Several tax revenue-hungry states are presently considering challenges to the Act, which is widely seen as discriminatory.
In its June issue, Bloomberg Magazine looks at the impact that Cantor might have on a broadened market under the colourful and competitive leadershp of CET’s chief exec Lee Amaitis (62).
Amaitis is quoted as saying that he plans to turn Cantor into a sports-gambling powerhouse, expanding its operations beyond Las Vegas when this is legally possible.
“We came here to change the face of the industry,’’ he says, talking about the sports betting business in Las Vegas, where CET has invested $150 million operate and revitalise seven sports books, owned by the Venetian and the Palazzo – part of Sheldon Adelson’s Las Vegas Sands group – and other casinos.
Cantor Entertainment Technology was also a pioneer in introducing ‘on-premises’ wagering in Las Vegas casino resorts using wireless technology on hand held devices, and hopes to start a Nevada-licensed online poker operation too, when licensing in available.
Amaitis is clearly in tune with the industry trend toward mobile apps; to promote its new Android app that allows betting from smartphones and tablets in Nevada, Cantor advertised in Las Vegas taxis in February, featuring a curvaceous woman’s derriere with the tag line “Sports Betting on Your Android? You Bet Your App!’’
Amaitis’s boss, Cantor Fitzgerald chief Howard Lutnick (50) is supportive of the company’s gambling ventures, saying: “The idea that we can bring so much technological innovation to that market is a great opportunity. I think it will dramatically add to the size of the market.’’
Cantor’s bookmaking software is a modified version of that used by Wall Street traders, the Bloomberg article reveals.
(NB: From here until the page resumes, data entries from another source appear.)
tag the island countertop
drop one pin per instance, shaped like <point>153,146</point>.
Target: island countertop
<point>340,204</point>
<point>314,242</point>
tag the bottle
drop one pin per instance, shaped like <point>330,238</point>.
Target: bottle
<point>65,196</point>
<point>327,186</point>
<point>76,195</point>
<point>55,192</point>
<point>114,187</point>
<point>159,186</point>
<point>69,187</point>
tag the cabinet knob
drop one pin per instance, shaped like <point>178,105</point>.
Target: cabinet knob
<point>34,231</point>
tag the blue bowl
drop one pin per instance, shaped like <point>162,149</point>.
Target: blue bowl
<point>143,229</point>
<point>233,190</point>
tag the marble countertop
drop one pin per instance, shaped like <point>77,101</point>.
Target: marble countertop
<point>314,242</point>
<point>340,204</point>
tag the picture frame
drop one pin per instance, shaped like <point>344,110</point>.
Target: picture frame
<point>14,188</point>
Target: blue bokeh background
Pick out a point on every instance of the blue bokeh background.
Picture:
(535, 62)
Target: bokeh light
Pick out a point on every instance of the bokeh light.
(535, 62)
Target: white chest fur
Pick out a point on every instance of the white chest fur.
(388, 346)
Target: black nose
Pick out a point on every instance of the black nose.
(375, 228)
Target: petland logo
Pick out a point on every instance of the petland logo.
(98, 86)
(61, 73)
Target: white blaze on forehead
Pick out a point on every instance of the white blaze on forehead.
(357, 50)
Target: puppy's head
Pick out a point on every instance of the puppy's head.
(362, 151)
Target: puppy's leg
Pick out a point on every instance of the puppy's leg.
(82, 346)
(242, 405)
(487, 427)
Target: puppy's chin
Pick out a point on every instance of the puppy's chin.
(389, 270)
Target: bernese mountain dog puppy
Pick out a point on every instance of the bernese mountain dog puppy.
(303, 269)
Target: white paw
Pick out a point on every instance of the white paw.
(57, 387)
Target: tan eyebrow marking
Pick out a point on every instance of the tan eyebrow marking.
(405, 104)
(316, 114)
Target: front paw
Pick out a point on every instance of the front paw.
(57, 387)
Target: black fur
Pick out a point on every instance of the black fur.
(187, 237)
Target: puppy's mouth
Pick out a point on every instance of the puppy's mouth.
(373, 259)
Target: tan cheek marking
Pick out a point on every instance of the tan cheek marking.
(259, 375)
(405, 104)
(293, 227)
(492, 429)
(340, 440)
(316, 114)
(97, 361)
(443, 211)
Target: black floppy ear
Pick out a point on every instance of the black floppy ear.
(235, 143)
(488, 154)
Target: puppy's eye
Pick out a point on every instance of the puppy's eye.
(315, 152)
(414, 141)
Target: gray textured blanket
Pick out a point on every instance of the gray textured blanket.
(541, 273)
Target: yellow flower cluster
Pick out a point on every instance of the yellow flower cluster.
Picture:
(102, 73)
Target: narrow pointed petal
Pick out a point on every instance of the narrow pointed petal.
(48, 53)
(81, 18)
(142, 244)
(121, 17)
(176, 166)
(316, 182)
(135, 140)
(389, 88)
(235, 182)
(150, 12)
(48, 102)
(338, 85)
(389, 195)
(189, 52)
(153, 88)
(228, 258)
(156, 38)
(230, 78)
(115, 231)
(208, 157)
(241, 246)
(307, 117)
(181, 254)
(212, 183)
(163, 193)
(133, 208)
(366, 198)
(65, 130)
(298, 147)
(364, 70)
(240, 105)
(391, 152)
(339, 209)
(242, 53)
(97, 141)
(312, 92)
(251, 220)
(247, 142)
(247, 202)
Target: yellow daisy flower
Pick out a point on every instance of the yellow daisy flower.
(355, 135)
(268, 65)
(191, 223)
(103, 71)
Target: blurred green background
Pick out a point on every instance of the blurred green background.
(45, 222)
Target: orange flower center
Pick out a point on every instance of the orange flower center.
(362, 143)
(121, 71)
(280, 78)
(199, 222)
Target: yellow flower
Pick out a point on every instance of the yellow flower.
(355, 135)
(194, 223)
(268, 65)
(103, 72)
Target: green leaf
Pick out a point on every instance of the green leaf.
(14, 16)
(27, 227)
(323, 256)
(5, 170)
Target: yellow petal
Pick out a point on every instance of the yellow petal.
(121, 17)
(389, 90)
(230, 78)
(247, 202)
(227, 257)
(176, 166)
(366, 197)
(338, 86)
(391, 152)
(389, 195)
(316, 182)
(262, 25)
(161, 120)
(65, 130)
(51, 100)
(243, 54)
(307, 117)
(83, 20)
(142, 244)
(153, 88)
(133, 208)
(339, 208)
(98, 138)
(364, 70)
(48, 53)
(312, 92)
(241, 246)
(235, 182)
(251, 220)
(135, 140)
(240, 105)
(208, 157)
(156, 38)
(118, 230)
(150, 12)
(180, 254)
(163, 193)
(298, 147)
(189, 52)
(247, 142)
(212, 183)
It has changed the way sports gamblers at the Venetian bet, providing a 10,000-square-foot room furnished with 118 bright-red betting stations. Cantor installed a 100-foot-wide TV screen that can show 34 sporting events at once.
Cantor gets a fee of about 2 percent of some wagers, plus its winnings, which are shared with the casino, and it has expanded revenues significantly. Amaitis claims Cantor’s technology has single-handedly boosted sports betting in Nevada, where wagers increased $311 million from 2009 to 2011, according to the state gaming board.
But Amaitis’s biggest bet is that the US Congress will mute P.A.S.P.A., allowing sports wagering to spread across the country.
His vision is shared by rival Joseph Asher of the recently acquired William Hill plc sports betting subsidiary Brandywine Bookmaking, who told Bloomberg:
“I don’t think there’s any doubt that one day sports betting will be legal and widespread in the U.S. It’s widespread already. But it’s illegal.’’
The Bloomberg piece reveals that in Nevada, sports gamblers bet $2.9 billion in 2011 – a tiny fraction of the $380 billion that Americans wager illegally each year, according to a 1999 report by the National Gambling Impact Study Commission.
Asher was a senior exec at Cantor Entertainment until he left in 2007 to set up Brandywine Bookmaking, which also manages risk for Delaware’s sports lottery. Along with two other Nevada acquisitions , buying Brandywine gave William Hill over 10 percent of the state’s sports betting market, competing against Cantor’s 14 percent.
Amaitis and Asher appear to have an acrimonious relationship which has resulted in court actions between the two companies.
The idea of Cantor entering the gambling industry originated with Amaitis back in 1996, when he worked in the London offices in charge of international business development. After watching a client in Tokyo playing internet poker whilst trading bonds, he could appreciate the potential.
Four years later the company engaged with the industry through a UK-based online financial spread betting business branded Cantor Index. The experience gained led Amaitis to start thinking about Las Vegas extensions of the basic concept of mobile gambling in 2005, and the company began lobbying for the ‘on premises’ legalisation of mobile activity in Nevada hotel casino resorts.
With legislative approval, Cantor had manufacturers produce 500 eDeck hand-held devices for loan to visitors to gamble on whilst on casino premises.
Cantor, which is phasing out the hardware as it deploys its own apps made possible by mobile technological advances, collects the winnings and fees.
Nevertheless, CET has reportedly been struggling to make a significant profit, and filed for an IPO to raise capital in December 2011, admitting in its prospectus that although gamblers bet $362 million with the company in the first nine months of 2011, the company had incurred losses of $22.2 million in the same period.
The Bloomberg piece notes that Amaitis is not lacking in confidence, predicting that Cantor will dominate sports betting in Nevada despite competing against giants like Caesars Entertainment and MGM Resorts, which control over half the market.
“I can tell you, Cantor will dominate sports in Nevada,’’ Amaitis boasts.